Similarly, in the second book, Dex states:
“You don’t have to have a reason to be tired. You don’t have to earn rest or comfort. You’re allowed to just be. I say that wherever I go.” They threw a hand toward their wagon, its wooden sides emblazoned with the summer bear. “It’s painted on the side of my home! But I don’t feel like it’s true, for me. I feel like it’s true for everyone else but not me. I feel like I have to do more than that. Like I have a responsibility to do more than that.”
Of course, in our own world, where capitalism rages unchecked and survival is far from assured, we are not “allowed to just live” and we usually do have to work in order to justify our right to exist in the world. Rest has to be earned purely because society has demanded it. But the Monk & Robot books imagine a world where this might no longer be necessary and it’s a beautiful, hopeful thought.
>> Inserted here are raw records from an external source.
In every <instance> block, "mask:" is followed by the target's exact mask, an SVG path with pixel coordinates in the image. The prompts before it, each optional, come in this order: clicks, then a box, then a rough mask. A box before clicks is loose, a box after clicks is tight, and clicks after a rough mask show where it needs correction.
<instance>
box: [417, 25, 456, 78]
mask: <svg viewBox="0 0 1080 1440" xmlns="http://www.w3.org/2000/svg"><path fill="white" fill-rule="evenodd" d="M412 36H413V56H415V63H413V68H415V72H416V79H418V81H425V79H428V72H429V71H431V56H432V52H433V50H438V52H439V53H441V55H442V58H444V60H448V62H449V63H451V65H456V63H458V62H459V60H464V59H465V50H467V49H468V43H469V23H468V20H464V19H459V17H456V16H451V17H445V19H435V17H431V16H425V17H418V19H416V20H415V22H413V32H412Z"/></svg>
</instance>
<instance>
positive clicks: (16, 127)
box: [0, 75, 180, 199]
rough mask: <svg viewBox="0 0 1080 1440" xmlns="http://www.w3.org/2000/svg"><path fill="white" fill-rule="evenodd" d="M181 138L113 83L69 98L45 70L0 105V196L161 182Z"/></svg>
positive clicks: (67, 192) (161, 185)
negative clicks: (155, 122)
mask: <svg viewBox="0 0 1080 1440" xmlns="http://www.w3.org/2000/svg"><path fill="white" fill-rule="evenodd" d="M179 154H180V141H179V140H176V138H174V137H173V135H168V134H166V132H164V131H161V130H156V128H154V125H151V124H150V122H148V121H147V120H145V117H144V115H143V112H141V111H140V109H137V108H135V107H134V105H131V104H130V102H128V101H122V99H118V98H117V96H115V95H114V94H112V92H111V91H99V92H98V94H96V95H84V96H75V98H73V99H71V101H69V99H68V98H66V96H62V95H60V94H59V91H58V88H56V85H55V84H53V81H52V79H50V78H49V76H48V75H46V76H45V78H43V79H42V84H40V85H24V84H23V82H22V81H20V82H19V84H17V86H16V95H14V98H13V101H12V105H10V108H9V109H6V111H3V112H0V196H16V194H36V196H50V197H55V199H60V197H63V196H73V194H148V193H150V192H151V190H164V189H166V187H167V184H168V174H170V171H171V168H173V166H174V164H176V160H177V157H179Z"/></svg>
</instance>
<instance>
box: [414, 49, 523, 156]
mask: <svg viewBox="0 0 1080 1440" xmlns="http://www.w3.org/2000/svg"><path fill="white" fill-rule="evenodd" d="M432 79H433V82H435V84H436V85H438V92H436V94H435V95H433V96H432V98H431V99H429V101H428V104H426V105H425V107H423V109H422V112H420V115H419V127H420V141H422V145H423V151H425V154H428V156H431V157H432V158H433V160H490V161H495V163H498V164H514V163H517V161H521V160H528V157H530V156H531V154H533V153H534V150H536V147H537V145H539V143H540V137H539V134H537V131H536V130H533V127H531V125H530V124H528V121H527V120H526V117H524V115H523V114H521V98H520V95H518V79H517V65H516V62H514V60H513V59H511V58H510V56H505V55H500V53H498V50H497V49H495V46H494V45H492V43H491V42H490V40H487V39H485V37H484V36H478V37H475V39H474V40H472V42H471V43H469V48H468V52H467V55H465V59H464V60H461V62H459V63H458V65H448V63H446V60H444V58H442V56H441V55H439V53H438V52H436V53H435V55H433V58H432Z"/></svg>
The second book, Prayer for the Crown-Shy, pushes beyond this by suggesting that, perhaps, the answer is in our connections with other people. In our friendships, and loves, and communities. As Dex and Mosscap travel through parts of Panga in the second book, stopping at each village to ask people what they need, the answer (not always explicitly stated, but often implied by their own interactions with people), is EACH OTHER. This is true for Dex as they reconnect with their family, and make possibly romantic connections with someone they meet while traveling. But it is at its most true at the end when, having nearly reached their final destination and inevitable separation, Dex and Mosscap stop where they’re at. Because they’d rather stay together. They find an answer in each other, in their companionship and gentle, complicated, beautiful friendship.
Dex says:
“What if that is enough, for now? What if we’re both trying to answer something much too big before we’ve answered the small thing we should have started with? What if it’s enough to just be…Us.”
Is it enough? I don’t know. In THIS world, possibly not. But what a hopeful, marvelous idea that it someday could be.